ELMo, short for Embeddings from Language Models, is a word embedding system for representing words and phrases as vectors. ELMo models the syntax and semantic of words as well as their linguistic context, and it was developed by the Allen Institute for Brain Science. There several variations of ELMo, and the most complex ELMo model (ELMo 5.5B) was trained on a dataset of 5.5B tokens consisting of Wikipedia (1.9B) and all of the monolingual news crawl data from WMT 2008–2012 (3.6B). While both BERT and GPT models are based on transformation networks, ELMo models are based on bi-directional LSTM networks.
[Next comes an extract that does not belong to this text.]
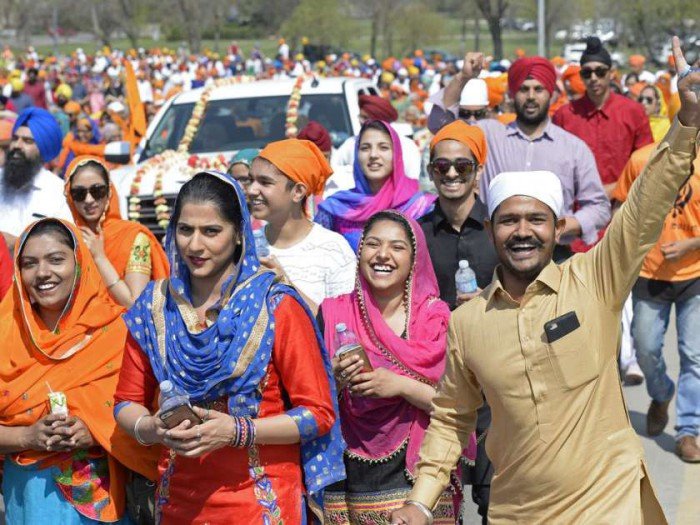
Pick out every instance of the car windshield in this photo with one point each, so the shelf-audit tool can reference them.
(234, 124)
Here is brief info about ELMo’s size and performance:

  • Year Published: 2018
  • Size: 357 MB (ELMo 5.5B)
  • SQuAD: Accuracy of 85.8%
  • NER: Accuracy of 92.2%
  • Number of Parameters: 93,600,000

Just like BERT models, we also have access to ELMo source code. You can download the different variations of ELMos from Allen NLP’s Website:

Other Pre-Trained Models for Computer Vision Problems

Although there are several other pre-trained NLP models available in the market (e.g., GloVe), GPT, BERT, and ELMo are currently the best pre-trained models out there. Since this post aims to introduce these models, we will not have a code-along tutorial. But, I will share several tutorials where we exploit these very advanced pre-trained NLP models.

Conclusion

In a world where we have easy access to state-of-the-art neural network models, trying to build your own model with limited resources is like trying to reinvent the wheel. It is pointless.

Instead, try to work with these train models, add a couple of new layers on top considering your particular natural language processing task, and train. The results will be much more successful than a model you build from scratch.